Not yet. The FDA accepted Scholar Rock's resubmitted Biologics License Application with a PDUFA target action date of September 30, 2026. A 2024 Complete Response Letter related to manufacturing has since been addressed.
How is apitegromab different from older myostatin drugs?
It binds latent myostatin, not the active form or the ActRIIB receptor. That selectivity avoids hitting BMP9 and BMP10, which is the structural reason apitegromab does not cause the epistaxis and telangiectasia that halted ACE-031.

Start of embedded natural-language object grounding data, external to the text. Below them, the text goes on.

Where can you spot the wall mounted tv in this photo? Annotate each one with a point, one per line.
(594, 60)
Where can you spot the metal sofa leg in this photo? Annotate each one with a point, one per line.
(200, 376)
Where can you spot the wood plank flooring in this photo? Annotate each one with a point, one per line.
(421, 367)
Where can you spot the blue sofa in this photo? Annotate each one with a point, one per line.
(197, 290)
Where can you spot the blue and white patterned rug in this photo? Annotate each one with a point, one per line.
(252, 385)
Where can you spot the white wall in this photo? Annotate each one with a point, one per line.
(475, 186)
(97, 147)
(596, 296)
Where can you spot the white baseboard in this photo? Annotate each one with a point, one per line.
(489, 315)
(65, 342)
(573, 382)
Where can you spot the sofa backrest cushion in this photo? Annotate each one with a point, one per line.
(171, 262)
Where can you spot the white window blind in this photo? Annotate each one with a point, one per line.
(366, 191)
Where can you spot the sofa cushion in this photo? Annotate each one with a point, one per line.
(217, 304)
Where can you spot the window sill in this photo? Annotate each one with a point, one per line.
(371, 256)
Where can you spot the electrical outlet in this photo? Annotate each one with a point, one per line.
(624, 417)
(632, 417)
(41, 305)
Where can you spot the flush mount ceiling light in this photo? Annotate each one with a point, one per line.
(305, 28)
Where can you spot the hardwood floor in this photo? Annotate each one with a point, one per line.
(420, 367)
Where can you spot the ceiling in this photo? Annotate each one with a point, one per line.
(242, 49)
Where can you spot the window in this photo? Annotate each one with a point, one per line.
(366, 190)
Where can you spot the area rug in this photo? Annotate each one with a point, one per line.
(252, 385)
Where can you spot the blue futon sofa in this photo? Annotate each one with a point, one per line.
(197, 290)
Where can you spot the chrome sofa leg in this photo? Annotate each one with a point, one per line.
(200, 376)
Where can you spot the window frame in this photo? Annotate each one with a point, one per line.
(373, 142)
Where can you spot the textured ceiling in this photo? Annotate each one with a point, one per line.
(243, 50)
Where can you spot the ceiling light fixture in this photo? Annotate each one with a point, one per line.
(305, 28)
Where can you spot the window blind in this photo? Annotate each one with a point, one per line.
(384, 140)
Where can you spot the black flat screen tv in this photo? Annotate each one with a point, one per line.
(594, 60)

Does apitegromab replace nusinersen or risdiplam?
No. SAPPHIRE required patients to already be on an SMN therapy for months before joining. Apitegromab is an add-on muscle-targeted therapy, not a substitute for the SMN-correcting drugs.
What was the primary endpoint result in SAPPHIRE?
In the 2-to-12 age group, the combined apitegromab arms (10 mg/kg and 20 mg/kg) gained 0.6 HFMSE points while placebo lost 1.2 points, a 1.8-point difference at 12 months with p = 0.019. The 20 mg/kg arm alone did not separate from placebo (p = 0.11).
Can adults with sarcopenia or obesity use apitegromab?
There is no clinical evidence to support that yet. Trials are limited to SMA. For muscle preservation during weight loss, the [myostatin GLP-1 muscle loss](/blog/myostatin-glp-1-muscle-loss) overview covers what is currently being studied.
How is apitegromab administered?
By intravenous infusion every 4 weeks at 10 mg/kg or 20 mg/kg, given in a clinic. There is no approved subcutaneous or oral version.
This article is for educational purposes only and is not medical advice. Apitegromab is an investigational antibody under FDA review and is only available through approved clinical trials. Treatment decisions for spinal muscular atrophy must be made with a qualified neuromuscular specialist who can review the full clinical picture, current SMN therapy, and individual risk factors.